Qualcomm irá construir fábrica no Brasil para acelerar a adoção de IoT no Brasil

Através de uma join-venture formada pela norte-americana Qualcomm e a chinesa USI, a região de Campinas (SP) receberá uma fábrica com o intuito de acelerar o desenvolvimento de semicondutores para IoT (internet das coisas) e smartphones. O investimento nesse empreendimento será de US$ 200 milhões. A previsão é que a fábrica passe a operar em 2020 – ano que muitos analistas consideram que acontecerá o grande boom da internet das coisas.
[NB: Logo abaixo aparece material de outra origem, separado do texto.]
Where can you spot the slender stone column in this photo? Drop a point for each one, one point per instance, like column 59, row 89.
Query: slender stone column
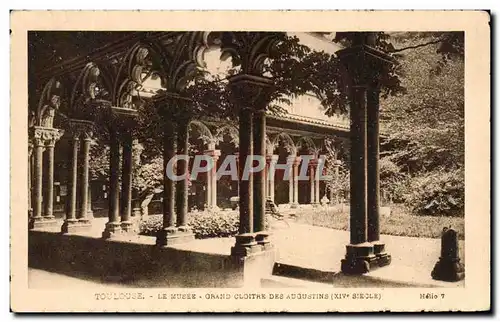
column 84, row 180
column 213, row 179
column 296, row 182
column 182, row 167
column 113, row 227
column 312, row 183
column 373, row 176
column 126, row 200
column 208, row 191
column 259, row 184
column 49, row 182
column 359, row 253
column 38, row 160
column 363, row 66
column 30, row 184
column 291, row 180
column 272, row 160
column 71, row 220
column 245, row 184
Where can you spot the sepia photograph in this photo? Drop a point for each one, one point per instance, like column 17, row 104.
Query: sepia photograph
column 255, row 167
Esse Centro de Referência para Cidades Inteligentes que deve criar até 1 mi novas vagas de emprego funcionará como uma colaboração público-privada com um centro de pesquisa ou universidade a serem selecionados. O objetivo principal deste centro de referência é demonstrar o que existe de mais avançado em soluções para cidades inteligentes e apoiar administradores públicos no entendimento do potencial e na aplicação destas novas soluções para cidades brasileiras.
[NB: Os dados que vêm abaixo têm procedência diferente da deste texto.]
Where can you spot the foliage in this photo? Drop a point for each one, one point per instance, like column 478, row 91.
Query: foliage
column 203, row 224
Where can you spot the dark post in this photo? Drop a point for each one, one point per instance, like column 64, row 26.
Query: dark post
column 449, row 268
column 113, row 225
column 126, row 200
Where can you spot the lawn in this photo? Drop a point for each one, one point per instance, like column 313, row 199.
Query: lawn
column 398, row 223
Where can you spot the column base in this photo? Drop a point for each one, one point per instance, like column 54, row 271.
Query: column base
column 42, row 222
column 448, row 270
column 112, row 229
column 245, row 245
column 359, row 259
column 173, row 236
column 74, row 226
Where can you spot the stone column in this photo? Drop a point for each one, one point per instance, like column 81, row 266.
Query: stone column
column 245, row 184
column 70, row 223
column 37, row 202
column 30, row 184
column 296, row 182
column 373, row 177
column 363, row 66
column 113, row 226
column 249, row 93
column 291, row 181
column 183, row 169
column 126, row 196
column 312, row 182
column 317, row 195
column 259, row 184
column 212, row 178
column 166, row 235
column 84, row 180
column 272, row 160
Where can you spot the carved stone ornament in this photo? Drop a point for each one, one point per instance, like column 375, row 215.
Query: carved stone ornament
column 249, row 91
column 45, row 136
“A Qualcomm Technologies entrega diariamente mais de um milhão de chips para Internet das Coisas e tem amplas condições de apoiar o ecossistema nacional de IoT”, afirmou Rafael Steinhauser, vice-presidente sênior e presidente da Qualcomm para a América Latina. “A Internet das Coisas pode melhorar a produtividade do país, além de abrir grandes oportunidades de qualidade de vida e econômicas. Com soluções sendo desenvolvidas localmente, temos maior capacidade de atender as demandas específicas do brasileiro para a implementação da tecnologia”.
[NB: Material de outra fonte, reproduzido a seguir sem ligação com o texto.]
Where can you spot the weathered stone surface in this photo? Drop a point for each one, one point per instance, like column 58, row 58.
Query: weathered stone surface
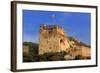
column 52, row 39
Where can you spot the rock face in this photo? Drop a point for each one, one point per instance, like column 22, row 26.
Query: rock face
column 52, row 39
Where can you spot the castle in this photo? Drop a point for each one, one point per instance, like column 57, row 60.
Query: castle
column 52, row 38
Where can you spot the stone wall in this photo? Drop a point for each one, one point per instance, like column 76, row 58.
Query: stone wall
column 52, row 39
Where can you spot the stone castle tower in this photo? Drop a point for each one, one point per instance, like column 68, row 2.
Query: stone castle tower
column 52, row 38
Em outubro do ano passado, o Ministério da Ciência, Tecnologia, Inovações e Comunicações (MCTIC) e o Banco Nacional de Desenvolvimento Econômico e Social (BNDES) apresentaram o estudo “Internet das Coisas: um plano de ação para o Brasil”, que inclui um plano de ação detalhado para o fomento e implantação de novas tecnologias no país. De acordo com o relatório, a aplicação de tecnologias de Internet das Coisas pode gerar um impacto econômico de US$ 50 a 200 bilhões por ano até 2025, o que representa cerca de 10% do PIB do país.